Published 9/8/2023

Enroot on Slurm for Distributed ML: Part 1

How to use Enroot on Slurm for containerized multi-node training.

This is part 1 of a 2-part series. Part 2 is available here.

In the lab where I work, we have access to a High Performance Computing (HPC) environment that uses the Slurm Workload Manager. Our HPC runs RHEL (Red Hat Enterprise Linux) 7, and individual users have significantly restricted permissions. We don't have sudo access and can't access the internet from the compute nodes.

In fact, the process of loading packages and updating drivers from inside a compute node is so difficult that it makes distributed training using modern software incredibly complicated. Luckily, there's a solution: containerization.

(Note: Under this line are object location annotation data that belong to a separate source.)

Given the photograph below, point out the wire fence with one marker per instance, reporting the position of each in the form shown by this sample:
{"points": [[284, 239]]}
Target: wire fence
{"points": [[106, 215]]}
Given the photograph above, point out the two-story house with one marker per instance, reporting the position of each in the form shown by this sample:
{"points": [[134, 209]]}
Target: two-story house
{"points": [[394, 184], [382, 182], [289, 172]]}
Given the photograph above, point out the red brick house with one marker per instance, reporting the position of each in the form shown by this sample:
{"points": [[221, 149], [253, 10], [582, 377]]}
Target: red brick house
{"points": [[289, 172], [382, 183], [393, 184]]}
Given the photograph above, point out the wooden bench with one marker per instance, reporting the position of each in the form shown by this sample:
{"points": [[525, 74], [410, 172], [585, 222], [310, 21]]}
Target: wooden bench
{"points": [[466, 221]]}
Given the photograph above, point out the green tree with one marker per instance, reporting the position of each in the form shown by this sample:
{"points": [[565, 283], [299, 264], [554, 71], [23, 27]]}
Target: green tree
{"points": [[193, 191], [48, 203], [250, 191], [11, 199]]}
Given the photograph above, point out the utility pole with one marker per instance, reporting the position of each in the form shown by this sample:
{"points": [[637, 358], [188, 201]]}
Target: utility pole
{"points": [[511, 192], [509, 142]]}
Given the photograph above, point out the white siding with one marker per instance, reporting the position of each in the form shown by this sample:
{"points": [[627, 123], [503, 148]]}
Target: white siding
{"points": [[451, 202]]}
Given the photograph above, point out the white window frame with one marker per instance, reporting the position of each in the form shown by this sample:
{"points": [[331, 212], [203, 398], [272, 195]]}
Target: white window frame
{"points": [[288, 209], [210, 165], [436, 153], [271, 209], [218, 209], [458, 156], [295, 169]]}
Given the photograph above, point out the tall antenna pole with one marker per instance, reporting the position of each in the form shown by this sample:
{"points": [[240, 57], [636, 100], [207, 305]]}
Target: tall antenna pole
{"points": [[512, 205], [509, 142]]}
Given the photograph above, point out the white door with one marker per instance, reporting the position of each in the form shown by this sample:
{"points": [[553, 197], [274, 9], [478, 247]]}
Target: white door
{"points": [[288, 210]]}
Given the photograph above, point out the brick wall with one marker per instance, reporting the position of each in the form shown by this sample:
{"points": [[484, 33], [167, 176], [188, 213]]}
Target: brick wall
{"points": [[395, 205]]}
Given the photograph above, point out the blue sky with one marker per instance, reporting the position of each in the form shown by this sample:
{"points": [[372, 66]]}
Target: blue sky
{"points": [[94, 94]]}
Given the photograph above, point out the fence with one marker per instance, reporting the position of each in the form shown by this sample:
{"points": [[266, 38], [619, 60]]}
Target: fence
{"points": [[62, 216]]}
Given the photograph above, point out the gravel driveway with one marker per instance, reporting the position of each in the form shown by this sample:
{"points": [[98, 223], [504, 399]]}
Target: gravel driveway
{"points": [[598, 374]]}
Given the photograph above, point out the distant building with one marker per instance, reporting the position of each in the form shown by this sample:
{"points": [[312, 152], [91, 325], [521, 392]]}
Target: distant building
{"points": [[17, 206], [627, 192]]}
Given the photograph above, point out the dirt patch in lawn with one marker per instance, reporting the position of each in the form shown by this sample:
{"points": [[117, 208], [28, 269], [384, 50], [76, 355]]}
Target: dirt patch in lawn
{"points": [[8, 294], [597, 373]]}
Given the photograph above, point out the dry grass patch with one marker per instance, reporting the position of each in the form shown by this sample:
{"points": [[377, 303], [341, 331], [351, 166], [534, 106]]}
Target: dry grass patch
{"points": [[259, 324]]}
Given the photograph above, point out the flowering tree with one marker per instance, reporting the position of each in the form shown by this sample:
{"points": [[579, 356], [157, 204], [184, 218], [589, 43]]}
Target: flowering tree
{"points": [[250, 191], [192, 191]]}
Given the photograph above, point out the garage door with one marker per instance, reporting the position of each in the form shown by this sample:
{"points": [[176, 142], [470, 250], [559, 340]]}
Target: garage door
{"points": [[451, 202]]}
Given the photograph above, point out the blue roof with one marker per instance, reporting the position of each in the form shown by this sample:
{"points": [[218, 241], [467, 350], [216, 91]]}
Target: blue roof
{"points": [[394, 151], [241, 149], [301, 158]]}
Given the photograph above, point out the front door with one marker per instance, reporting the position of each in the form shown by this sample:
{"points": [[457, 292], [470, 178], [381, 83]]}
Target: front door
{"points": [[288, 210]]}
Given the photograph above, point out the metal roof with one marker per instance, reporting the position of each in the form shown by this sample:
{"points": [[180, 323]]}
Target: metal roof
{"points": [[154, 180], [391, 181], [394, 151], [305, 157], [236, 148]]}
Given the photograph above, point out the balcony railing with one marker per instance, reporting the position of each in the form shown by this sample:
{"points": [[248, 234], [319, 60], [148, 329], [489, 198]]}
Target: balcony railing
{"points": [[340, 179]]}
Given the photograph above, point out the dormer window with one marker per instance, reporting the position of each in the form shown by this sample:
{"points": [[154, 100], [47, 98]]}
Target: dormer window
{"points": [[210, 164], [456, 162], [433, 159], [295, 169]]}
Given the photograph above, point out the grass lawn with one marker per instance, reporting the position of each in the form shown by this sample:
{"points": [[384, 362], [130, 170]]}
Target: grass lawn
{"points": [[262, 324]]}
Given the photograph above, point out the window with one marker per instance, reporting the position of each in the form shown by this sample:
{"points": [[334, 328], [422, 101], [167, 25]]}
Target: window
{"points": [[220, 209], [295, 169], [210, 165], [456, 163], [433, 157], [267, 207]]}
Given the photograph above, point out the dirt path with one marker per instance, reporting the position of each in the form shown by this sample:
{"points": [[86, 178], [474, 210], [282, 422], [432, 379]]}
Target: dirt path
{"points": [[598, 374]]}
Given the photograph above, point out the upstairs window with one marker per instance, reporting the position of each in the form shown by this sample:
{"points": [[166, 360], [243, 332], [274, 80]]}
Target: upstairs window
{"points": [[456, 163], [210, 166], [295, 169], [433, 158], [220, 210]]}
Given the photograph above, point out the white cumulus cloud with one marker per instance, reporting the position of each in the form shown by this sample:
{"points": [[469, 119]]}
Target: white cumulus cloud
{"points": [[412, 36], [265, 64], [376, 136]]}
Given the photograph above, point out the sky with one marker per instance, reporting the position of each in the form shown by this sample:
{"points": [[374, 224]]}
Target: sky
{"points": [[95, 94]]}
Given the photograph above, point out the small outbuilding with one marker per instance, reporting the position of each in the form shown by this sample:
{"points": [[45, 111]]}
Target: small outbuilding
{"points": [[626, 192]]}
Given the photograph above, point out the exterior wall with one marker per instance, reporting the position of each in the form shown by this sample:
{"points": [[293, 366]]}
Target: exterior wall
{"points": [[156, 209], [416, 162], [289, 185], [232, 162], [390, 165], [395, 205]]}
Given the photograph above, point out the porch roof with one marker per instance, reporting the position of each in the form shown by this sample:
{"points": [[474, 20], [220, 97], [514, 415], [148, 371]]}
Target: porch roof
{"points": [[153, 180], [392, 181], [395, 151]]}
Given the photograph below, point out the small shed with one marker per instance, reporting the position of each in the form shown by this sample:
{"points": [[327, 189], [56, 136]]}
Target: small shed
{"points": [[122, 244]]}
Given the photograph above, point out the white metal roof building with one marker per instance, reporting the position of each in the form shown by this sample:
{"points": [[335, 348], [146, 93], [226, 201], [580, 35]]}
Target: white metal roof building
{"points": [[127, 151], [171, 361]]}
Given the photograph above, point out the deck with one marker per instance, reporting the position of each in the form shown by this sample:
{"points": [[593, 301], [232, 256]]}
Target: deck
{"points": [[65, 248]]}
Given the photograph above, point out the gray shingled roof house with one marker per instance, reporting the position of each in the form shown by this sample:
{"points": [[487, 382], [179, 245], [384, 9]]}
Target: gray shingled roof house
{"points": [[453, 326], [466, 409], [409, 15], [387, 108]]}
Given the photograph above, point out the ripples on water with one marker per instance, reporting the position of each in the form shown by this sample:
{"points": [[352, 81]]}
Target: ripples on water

We'll use Docker to build an image on our local machine that contains all of the packages we need. Then we can transfer that image to the HPC, and use it to run our training script.

Step 1: Build a Docker Image Locally

I already wrote about the Docker setup I use for machine learning, so I won't repeat myself here. The important thing is that you have a tagged Docker image with the packages you need to run your training script. Mine uses Ubuntu 20.04 and CUDA 11.8.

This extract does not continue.